And he was singularly tolerant and sympathetic toward Negroes, as only members of former slaveholding families can afford to be. Knowing their limitations, he did not expect too much of them, and his generous recognition of their many good qualities, and his encouragement and advice were a constant inspiration to those among them who sought to raise the moral standards and increase the efficiency of their race, while his persistent efforts to secure for this dependent race equality under the law--efforts which ceased only with his death--won their lasting respect and gratitude.

This natural democracy and these inherent traits of N.G.'s character were amply illustrated in his relations to political affairs in city, State, and nation.

In the year 1890 began the degradation of the Democratic party in South Carolina. For the first time in our history, candidates for public office resorted to blasphemy and vituperation.

Then, for the first time, politicians, playing upon the ignorance of the masses, commenced to attack such newspapers as were courageous enough to expose unworthy men and unsound policies, and in every recurrent campaign our people have witnessed the spectacle of candidates asking support, not upon their own merits or those of the measures they advocate, but only because they are opposed by certain newspapers.

He who seeks public office, by that act submits his character and his qualifications for public scrutiny, and in reviewing and criticizing the public records of these men, the press not only exercises a manifest right, but is performing a high public duty. Yet, for almost a generation, a few devoted journalists, asking no office, serving no private ends, concerned only with the election of decent men and the promotion of wholesome policies, have been targets for the abuse of every questionable fellow who aspired to high office, and the candidates who profited by their service have stood dumbly by while the newspapers suffered for a cause in which their only interest was the welfare and the good name of their State.

The State newspaper, under the brilliant and militant editorship of my brother, N. G. Gonzales, was always at the forefront of every fight for decent government.

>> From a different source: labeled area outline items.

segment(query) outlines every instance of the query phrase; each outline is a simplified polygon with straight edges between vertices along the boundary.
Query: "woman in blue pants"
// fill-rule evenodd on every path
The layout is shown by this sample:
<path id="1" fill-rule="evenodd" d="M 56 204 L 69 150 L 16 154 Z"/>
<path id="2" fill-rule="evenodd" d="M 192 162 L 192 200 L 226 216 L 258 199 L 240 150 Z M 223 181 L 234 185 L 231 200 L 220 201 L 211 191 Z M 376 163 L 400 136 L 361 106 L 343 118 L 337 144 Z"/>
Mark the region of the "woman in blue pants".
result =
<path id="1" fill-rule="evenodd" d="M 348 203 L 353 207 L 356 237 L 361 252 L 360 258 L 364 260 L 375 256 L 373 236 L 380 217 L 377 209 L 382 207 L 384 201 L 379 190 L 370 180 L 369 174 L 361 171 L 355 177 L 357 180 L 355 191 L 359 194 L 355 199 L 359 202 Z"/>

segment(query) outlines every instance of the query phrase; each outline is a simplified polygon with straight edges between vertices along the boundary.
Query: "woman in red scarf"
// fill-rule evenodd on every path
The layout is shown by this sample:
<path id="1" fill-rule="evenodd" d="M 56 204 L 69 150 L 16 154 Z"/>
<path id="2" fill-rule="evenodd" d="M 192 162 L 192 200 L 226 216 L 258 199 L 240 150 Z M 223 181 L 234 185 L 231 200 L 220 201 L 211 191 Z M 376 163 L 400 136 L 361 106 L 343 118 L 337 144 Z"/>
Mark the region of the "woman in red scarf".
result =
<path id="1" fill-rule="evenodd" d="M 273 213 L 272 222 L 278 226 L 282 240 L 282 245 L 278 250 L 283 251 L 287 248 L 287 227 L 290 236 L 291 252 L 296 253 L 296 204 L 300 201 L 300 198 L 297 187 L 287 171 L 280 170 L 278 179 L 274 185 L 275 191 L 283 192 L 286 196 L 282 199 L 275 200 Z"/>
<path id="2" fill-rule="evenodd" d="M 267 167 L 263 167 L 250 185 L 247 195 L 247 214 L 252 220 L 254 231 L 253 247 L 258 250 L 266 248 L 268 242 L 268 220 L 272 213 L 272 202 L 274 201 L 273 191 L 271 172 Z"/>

In 1902 a candidate offered for the governorship, whose success, my brother believed, would have dishonored South Carolina. His character and his record were known to the public men whose duty it was to have exposed him, but they lacked the moral courage for the unpleasant task, which the patriotic editor undertook. Thenceforth, from every stump my brother was bitterly assailed. Friends, knowing the murder that often lurks in a coward's heart, warned him of his danger, but, having put his hand to the plow, he followed the furrow through to the end, and the State he loved was, for the time, saved from dishonor!

Nearly five months after the close of the campaign, unarmed and unsuspecting, and with a smile upon his face, he fell by an assassin's hand, a martyr to the freedom of the press and the cause of good government.

Ambrose E. Gonzales

Columbia
November 1922.

NARCISO GENER GONZALES

Died January 19, 1903

The knightly soul of the brave man, loyal friend and devoted brother, whose name has graced these columns since the birth of The State twelve years ago, has crossed the river, and the paths his willing feet have trod shall know him no more. But along their ways, from seed he sowed, flowers are blooming and the air he loved to breathe, the air of his native State, is sweet with the incense of his noble words and deeds.

To die for his State, even by the loathly hand that struck him down, was sweet to him. During the four days of mortal agony that followed his cruel wounding no words save those of love and sympathy for his bereaved kindred passed his lips. He died with his face to God, a gentleman unafraid.

With heavy hearts, his work is taken up by those 'who loved him well, and in his name The State is pledged anew to the principles for which he gave his life.